What a surprise, five months, stuck on my eyes
(apology to David Bowie)
Some good and some less good things
I was with Carol’s brother, Paul and I said one of Carol’s catchphrases and it was like she was there. Funny and sad, mostly funny.
I no longer have to compromise, I now make all my own decisions, good or bad, quickly or slowly, big or small.
I can do anything I want, if I wanted to get on a plane tomorrow I can do that.
I am sleeping a bit better, my new bed is really comfy.
The leg forced me to slow down and I think I’ve learnt that I don’t need to rush round like a “demented pootle” (Victoria Wood). Things will happen in their own good time.
I know what I don’t want: a dog, a cat, to do Airbnb, to have a lodger.
I love my house and am going to stay in it as long as I want.
I’ve still got quite a lot of things to do in the house, sorting out both Carol’s and my books, other assorted objects and reconfiguring how I use the space. It will take a while and that’s good as I need and want to be occupied. But I don’t want a job!
I’ve been thinking about friends who died too soon, Dave Royle 15th June 1996 and Wendy Ingham 17th June 1997. Both 36, Dave to AIDS, Wendy to nut poisoning. They both changed the world. Dave gave us books reflecting our gay lives and Wendy’s death directly led to nut allergy labelling and a wider public awareness about food allergies.

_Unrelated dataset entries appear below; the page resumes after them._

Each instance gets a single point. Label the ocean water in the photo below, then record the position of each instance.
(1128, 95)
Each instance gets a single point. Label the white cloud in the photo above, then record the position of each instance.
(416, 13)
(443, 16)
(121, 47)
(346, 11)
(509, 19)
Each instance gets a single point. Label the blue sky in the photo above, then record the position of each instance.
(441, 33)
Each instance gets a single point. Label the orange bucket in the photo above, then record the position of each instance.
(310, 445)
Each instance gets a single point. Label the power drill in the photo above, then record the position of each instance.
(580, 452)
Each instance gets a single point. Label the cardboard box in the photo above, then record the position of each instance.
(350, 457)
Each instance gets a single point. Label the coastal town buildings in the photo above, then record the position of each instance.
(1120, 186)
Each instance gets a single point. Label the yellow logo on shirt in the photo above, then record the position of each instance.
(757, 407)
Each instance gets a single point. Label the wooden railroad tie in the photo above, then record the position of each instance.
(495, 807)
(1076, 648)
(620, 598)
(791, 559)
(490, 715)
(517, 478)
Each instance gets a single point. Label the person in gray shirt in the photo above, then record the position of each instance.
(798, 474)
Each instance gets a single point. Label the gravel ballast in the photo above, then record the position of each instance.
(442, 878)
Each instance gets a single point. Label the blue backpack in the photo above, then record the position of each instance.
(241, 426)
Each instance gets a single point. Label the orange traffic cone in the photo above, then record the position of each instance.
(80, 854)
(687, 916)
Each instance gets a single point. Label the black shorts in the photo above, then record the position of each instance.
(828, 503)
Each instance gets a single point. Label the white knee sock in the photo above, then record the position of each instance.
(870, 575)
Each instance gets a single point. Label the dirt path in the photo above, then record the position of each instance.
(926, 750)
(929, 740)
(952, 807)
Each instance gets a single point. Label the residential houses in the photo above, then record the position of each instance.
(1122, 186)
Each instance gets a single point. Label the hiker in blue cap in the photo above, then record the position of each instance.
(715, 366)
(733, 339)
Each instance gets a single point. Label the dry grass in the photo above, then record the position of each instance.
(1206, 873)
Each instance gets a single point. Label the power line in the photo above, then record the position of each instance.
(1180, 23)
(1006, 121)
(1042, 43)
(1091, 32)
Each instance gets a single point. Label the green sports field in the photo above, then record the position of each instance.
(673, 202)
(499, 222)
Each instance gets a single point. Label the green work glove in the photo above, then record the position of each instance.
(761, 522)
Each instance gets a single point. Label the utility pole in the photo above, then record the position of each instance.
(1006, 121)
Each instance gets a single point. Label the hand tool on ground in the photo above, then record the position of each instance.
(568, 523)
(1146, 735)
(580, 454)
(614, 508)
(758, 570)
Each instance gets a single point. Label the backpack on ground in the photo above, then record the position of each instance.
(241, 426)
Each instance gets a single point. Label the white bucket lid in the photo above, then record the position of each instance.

Rehabilitating my badly injured ankle has got me out walking every single day. I’ve started to meet my neighbours and that’s been very pleasant. The ones I’ve talked to all knew and liked Carol. I’ve done a bit of litter picking along the routes I travel and today was thanked by a passer by.
Dave and Paul and I planted some of Carol’s ashes yesterday. It felt like the right time and it was just us which was right too. We put them next to the ashes of Dave’s mother, Joyce, and Dave’s sister, Liz. Liz was Joyce’s second child to die before she did. So many people who have gone, the people who made up our lives.
Because Carol was not well and I was working we didn’t have much of a social life especially not in the last few years so now I have to build one up and that’s quite hard and sometimes I think I can’t be arsed.
I’m so very tired a lot of the time. In the past I would just keep going, I felt I had no choice when I was trying to keep us in a semblance of normality. Now I have to stop, I can’t plough on relentlessly. Crash instead.
Every day that passes is a day further away from Carol. It’s inevitable but I don’t want it. Carol gave me one of Tristan Gooley‘s books last Christmas, I want her to know that I met him on Friday and what a nice guy he is.
I miss physical contact.
I’m lonely. Sometimes I’m lonely when I’m with people.
Thankfully I like my own company.
My brain hurt like a warehouse, it had no room to spare
I had to cram so many things to store everything in there
And all the fat-skinny people, and all the tall-short people
And all the nobody people, and all the somebody people
I never thought I’d need so many people.